Other findings of interest include the following.

  • Brands buck the trend. The URLs with the highest content relevance are those on positions 3-6 — versus 1-2. Why? Because Google recognizes that known brands, which may not always have the highest ranking factors otherwise, win clicks based solely on brand recognition or preference.
  • HTTPS rules. Almost half of webpages in the top 10 now use of HTTPS encryption. This is an especially important finding for ecommerce sites.
  • High marks for social. The correlation between social signals and Google ranking has remained similar compared with previous years. Does that mean that strong Facebook or Twitter success causes high rankings? No. It simply means that the pages that tend to rank well also tend to perform well in social.
  • High click rates. The pages occupying positions 1-3 have an average click rate of 36 percent. That’s 44 percent for position one, 34 percent for position two and 30 percent for position three. Note that the percentages will add up to more than 100 percent across all positions because searchers may click on more than one result on a search results page.
  • Keywords not always in title tags. In 2016, just 53 percent of the top 20 URLs included the keyword in their title. In ecommerce, this reportedly decreases to 43 percent, according to the Searchmetrics study.

For more details, download the complete report, “Searchmetrics Ranking Factors – Rebooting for Relevance.” You might also be interested in the last ranking factors study done by Moz, another search marketing toolset, “Search Engine Ranking Factors 2015.” Unfortunately, Moz only completes its study every two years; the most recent report is from 2015.

It’s always important to consider the data source when discussing findings. Sharing information freely that has been gleaned from the practice of SEO and the analysis of the resulting data is an honorable tradition carried on by the leaders in the industry. However, it is not done entirely altruistically.

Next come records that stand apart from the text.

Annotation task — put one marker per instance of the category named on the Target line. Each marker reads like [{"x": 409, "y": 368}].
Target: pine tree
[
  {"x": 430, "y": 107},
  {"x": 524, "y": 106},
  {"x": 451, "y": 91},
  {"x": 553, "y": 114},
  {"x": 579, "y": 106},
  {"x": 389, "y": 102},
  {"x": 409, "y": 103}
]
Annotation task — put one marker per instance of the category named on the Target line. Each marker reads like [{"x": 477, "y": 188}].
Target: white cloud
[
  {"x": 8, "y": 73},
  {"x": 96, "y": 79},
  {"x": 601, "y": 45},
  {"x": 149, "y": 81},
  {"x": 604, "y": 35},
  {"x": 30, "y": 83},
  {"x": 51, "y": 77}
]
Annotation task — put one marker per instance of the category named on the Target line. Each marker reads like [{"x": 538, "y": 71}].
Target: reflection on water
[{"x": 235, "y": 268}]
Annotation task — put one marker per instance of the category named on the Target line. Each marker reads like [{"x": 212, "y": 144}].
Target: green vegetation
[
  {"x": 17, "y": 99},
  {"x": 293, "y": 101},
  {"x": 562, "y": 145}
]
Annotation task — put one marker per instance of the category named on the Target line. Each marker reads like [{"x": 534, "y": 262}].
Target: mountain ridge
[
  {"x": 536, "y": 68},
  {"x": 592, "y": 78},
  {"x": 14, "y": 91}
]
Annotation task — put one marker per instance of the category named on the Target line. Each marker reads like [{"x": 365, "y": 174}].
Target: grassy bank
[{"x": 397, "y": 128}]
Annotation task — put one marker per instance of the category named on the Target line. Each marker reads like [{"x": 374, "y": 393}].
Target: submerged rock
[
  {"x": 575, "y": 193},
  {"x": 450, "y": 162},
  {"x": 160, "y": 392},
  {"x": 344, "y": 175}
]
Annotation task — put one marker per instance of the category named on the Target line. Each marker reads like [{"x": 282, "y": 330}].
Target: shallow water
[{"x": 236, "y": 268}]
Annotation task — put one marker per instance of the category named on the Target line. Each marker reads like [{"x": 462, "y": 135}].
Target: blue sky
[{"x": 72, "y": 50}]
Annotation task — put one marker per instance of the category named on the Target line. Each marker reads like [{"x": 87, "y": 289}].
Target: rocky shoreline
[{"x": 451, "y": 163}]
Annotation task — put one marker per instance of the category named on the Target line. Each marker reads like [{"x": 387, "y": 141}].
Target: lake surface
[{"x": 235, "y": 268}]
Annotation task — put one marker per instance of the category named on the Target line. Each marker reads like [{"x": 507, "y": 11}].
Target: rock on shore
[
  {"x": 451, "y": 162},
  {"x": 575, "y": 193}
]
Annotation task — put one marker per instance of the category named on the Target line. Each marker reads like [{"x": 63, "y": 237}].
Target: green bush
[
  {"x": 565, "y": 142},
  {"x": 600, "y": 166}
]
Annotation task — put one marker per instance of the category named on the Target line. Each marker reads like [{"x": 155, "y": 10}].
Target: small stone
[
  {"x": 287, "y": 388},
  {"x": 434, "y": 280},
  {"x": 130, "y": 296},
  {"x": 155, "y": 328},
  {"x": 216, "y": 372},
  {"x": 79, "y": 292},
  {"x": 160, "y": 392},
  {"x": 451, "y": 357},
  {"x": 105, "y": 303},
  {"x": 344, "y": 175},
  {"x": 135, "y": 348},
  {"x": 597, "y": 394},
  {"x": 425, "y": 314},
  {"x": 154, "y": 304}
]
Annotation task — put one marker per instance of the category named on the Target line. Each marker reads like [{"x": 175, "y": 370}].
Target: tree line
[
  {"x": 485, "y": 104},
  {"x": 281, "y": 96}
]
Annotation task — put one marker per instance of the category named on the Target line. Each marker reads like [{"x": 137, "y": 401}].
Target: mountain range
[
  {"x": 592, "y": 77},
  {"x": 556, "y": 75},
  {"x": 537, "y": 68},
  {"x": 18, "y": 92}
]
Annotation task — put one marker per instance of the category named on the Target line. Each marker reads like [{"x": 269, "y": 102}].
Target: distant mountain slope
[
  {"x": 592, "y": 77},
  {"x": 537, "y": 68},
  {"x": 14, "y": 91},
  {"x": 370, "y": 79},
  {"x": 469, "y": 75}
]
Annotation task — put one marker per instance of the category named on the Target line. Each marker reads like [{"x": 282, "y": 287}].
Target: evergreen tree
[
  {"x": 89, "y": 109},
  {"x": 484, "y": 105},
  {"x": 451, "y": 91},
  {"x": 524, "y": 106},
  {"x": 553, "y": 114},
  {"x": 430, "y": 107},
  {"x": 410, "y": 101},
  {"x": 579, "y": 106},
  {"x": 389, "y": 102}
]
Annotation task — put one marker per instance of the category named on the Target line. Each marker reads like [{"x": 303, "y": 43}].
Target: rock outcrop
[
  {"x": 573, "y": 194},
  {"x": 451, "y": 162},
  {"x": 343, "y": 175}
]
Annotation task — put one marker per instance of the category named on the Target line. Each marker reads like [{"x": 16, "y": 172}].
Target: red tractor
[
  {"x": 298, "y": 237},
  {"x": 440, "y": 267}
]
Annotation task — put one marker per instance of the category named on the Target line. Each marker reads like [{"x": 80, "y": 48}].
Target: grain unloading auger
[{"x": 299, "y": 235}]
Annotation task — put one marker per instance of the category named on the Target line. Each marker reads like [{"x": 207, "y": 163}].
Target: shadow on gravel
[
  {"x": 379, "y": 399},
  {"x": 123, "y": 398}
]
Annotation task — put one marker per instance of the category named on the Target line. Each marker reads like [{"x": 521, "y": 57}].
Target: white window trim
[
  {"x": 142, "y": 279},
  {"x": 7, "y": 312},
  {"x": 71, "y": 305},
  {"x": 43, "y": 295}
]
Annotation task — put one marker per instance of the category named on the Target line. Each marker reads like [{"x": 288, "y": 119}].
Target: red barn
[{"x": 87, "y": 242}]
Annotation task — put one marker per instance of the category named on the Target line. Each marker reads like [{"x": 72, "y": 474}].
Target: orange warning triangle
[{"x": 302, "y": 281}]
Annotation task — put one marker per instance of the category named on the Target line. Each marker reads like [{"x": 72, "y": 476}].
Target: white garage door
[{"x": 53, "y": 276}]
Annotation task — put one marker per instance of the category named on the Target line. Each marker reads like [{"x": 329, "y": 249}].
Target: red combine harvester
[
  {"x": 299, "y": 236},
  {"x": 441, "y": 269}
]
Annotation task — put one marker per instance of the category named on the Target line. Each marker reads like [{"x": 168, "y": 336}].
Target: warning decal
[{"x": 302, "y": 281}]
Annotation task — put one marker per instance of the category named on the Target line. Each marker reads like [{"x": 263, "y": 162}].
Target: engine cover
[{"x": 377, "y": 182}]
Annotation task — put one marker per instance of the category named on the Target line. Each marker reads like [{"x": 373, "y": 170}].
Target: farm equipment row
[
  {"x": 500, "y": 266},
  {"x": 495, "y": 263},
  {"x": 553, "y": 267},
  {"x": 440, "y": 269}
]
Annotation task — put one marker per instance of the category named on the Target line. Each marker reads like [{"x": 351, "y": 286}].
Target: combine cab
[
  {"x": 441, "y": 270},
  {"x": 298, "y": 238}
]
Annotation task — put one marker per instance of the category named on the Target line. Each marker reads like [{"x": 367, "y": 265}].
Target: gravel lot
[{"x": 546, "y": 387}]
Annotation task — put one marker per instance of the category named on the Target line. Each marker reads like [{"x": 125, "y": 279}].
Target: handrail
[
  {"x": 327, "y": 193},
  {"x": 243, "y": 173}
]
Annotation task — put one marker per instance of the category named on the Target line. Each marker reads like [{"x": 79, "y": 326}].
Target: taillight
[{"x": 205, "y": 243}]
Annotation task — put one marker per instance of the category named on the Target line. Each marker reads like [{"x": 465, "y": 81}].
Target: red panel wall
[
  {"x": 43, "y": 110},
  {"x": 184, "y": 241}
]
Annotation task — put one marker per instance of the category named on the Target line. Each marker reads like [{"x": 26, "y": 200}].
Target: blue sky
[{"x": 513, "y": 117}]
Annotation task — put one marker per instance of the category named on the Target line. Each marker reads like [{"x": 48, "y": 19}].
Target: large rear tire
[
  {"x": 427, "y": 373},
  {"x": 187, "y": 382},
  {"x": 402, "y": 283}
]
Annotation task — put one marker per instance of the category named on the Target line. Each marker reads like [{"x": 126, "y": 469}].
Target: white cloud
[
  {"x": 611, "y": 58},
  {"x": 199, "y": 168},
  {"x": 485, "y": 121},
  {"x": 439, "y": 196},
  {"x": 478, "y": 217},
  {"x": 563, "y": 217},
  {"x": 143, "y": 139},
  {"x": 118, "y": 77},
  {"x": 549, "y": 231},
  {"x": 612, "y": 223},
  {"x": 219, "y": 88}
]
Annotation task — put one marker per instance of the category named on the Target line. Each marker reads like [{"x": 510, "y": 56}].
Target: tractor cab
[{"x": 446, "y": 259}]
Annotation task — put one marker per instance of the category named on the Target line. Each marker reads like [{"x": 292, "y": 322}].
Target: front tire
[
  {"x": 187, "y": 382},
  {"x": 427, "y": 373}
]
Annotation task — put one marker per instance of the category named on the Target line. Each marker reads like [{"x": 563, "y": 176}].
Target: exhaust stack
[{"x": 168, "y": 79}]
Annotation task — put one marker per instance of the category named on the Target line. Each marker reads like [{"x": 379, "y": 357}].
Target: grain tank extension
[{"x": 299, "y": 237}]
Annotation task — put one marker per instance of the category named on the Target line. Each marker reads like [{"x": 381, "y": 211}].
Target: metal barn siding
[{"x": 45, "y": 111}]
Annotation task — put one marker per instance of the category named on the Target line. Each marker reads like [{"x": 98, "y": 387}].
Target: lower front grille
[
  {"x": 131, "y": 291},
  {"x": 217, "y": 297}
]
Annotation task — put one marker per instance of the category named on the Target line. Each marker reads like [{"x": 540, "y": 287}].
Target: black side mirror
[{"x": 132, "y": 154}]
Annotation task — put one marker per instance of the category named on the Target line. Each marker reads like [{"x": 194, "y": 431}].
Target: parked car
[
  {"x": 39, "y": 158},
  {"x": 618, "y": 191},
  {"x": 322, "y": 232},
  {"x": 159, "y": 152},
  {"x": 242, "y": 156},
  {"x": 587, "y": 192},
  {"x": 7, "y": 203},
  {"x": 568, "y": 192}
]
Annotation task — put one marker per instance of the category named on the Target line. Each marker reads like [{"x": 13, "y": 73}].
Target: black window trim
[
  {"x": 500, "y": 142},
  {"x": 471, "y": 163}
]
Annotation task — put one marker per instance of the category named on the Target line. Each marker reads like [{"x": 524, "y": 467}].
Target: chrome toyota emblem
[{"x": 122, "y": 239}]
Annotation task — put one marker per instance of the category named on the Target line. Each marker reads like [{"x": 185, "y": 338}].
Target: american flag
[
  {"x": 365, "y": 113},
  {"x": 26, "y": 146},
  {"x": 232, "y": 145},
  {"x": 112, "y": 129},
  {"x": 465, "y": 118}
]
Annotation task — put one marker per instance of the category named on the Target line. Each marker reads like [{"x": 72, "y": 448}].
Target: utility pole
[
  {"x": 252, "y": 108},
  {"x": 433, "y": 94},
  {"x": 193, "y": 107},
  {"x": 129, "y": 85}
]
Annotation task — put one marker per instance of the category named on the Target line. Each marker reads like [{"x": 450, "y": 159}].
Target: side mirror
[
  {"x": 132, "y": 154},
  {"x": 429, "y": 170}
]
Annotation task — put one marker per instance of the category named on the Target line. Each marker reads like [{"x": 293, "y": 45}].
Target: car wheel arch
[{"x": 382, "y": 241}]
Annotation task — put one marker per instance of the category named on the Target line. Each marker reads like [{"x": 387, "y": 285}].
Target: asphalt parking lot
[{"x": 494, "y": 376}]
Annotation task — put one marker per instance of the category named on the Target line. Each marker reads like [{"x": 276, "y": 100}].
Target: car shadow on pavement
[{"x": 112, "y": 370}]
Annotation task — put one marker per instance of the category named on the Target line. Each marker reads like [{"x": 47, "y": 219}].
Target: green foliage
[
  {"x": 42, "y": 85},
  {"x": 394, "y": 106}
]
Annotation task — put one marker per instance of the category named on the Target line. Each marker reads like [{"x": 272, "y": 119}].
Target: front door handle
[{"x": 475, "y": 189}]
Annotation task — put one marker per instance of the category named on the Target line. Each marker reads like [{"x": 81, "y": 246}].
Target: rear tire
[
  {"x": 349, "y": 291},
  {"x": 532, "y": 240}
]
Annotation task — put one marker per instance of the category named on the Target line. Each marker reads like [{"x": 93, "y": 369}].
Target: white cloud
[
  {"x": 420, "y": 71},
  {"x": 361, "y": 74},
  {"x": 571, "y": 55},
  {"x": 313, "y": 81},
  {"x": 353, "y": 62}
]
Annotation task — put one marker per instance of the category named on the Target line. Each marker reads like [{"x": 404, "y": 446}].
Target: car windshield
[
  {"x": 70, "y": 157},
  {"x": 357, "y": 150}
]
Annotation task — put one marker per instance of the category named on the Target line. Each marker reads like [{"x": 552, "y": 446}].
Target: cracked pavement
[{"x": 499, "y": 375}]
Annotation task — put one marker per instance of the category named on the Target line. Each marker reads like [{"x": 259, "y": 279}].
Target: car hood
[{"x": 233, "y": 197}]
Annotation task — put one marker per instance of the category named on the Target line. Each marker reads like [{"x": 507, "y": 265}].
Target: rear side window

Searchmetrics is one of the larger search marketing platforms in the U.S. Its goal is presumably to sign on new subscribers to its service, in addition to providing the search industry with the information in this report. To the end, the report includes references to tools that Searchmetrics offers that allegedly will make managing some of the most important factors of SEO more efficient and effective. This article is not an endorsement of Searchmetrics or its toolset.